About 75 people carrying signs and American flags walked from Peterborough Elementary School to the Peterborough Police Department Saturday for a “Pro Police, Pro America” rally. (BEN CONANT / Monadnock Ledger-Transcript) Copyright Monadnock Ledger-Transcript. May not be reprinted or used online without permission. Send requests to news@ledgertranscript.com.
About 75 people carrying signs and American flags walked from Peterborough Elementary School to the Peterborough Police Department Saturday for a “Pro Police, Pro America” rally. (BEN CONANT / Monadnock Ledger-Transcript) Copyright Monadnock Ledger-Transcript. May not be reprinted or used online without permission. Send requests to news@ledgertranscript.com. Credit: Staff photo by Ben Conant—

About 75 people carrying signs and American flags walked from Peterborough Elementary School to the Peterborough Police Department Saturday for a “Pro Police, Pro America” rally.

“I just want Americans to maintain hope that there are people like us that are proud of our country and where we come from,” said organizer Greg Carter, “and that what unites us is the fact that we’re Americans and we share that pride and we share that history and we are united in our cause, and that divisiveness is not the answer – we need to unite.”

At the PD, Carter and Jim Graham spoke to the crowd in praise of the police department and suggested a need to return to traditional American values.

“Since I moved to this town, my family has been protected faithfully and fulfilling their duty 24 hours a day, 365 days a year, snow, rain, sleet, protecting all of us,” Graham said before thanking Peterborough Police Chief Scott Guinard.

“For a town as blessed as we all live in, we have a chief who has maintained a presence,” Graham said. “He is firm, he’s fair and he’s friendly.”

Graham said he agreed with residents who’d called for more training for the police department in response to police violence around the country and the ensuing conversations between the town and its citizens in a pair of Zoom meetings.

“That doesn’t mean we defund the police,” Graham said. “That means we need to increase the budget of the police to give the chief and his officers the training they need to be able to…fulfill their duties to the folks of the city and the town and the country.”

Carter, a volunteer firefighter and son of former state representative and American Steel Fabricators owner/president Mark Carter, gave a stump speech of sorts, outlining what he called the “four major barriers” between society and those imperfect people whose human nature would harm that society. Those barriers – conscience, family, police and church – are being broken down by “radical ideologies,” he said.

“To live in a society that dismisses family values and inner conscience, criminal justice and faith in God is to live in a society that emboldens criminals free of consequence for their actions and allows us to regress into vulgarism,” he said. “We must not allow radical ideologies to overtake America that so many generations before us have sacrificed to establish and protect.”

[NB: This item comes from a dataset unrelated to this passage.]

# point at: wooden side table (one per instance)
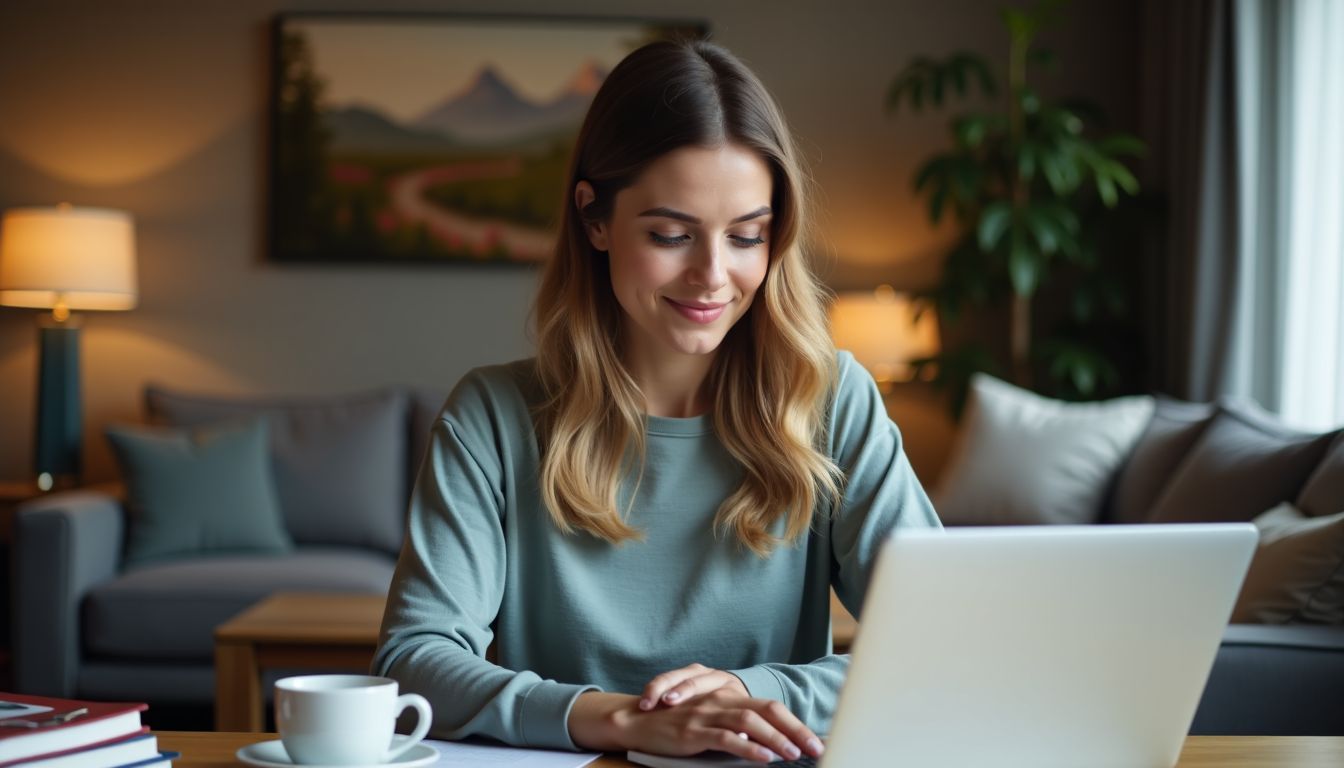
(289, 630)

Carter said that he believes black lives matter, but does not support the group affiliated with the slogan – nor the mission of the 25 or so protesters on scene, who stood on the police department lawns where they’d installed signs bearing the names of people of color who have been killed by the police around the country. Those protesters engaged Carter in a lively debate after the event about whether or not America was founded on and continues to engage in systemic racism, the merits and flaws of capitalism, and whether or not poverty in black communities is both a result of generations of wealth accumulation disparity resulting from slavery and the root cause of the disproportionate racial crime rate.

Carter wrapped up his speech by decrying identity politics, using one of Martin Luther King, Jr.’s most well-known lines: “Judge one not by the color of their skin, but the content of their character,” met with a round of cheers and applause from the gathered crowd. The line is from King’s “I Have A Dream” speech, in which King also said “We can never be satisfied as long as the Negro is the victim of the unspeakable horrors of police brutality…It would be fatal for the nation to overlook the urgency of the moment. This sweltering summer of the Negro’s legitimate discontent will not pass until there is an invigorating autumn of freedom and equality….There will be neither rest nor tranquility in America until the Negro is granted his citizenship rights. The whirlwinds of revolt will continue to shake the foundations of our nation until the bright day of justice emerges.”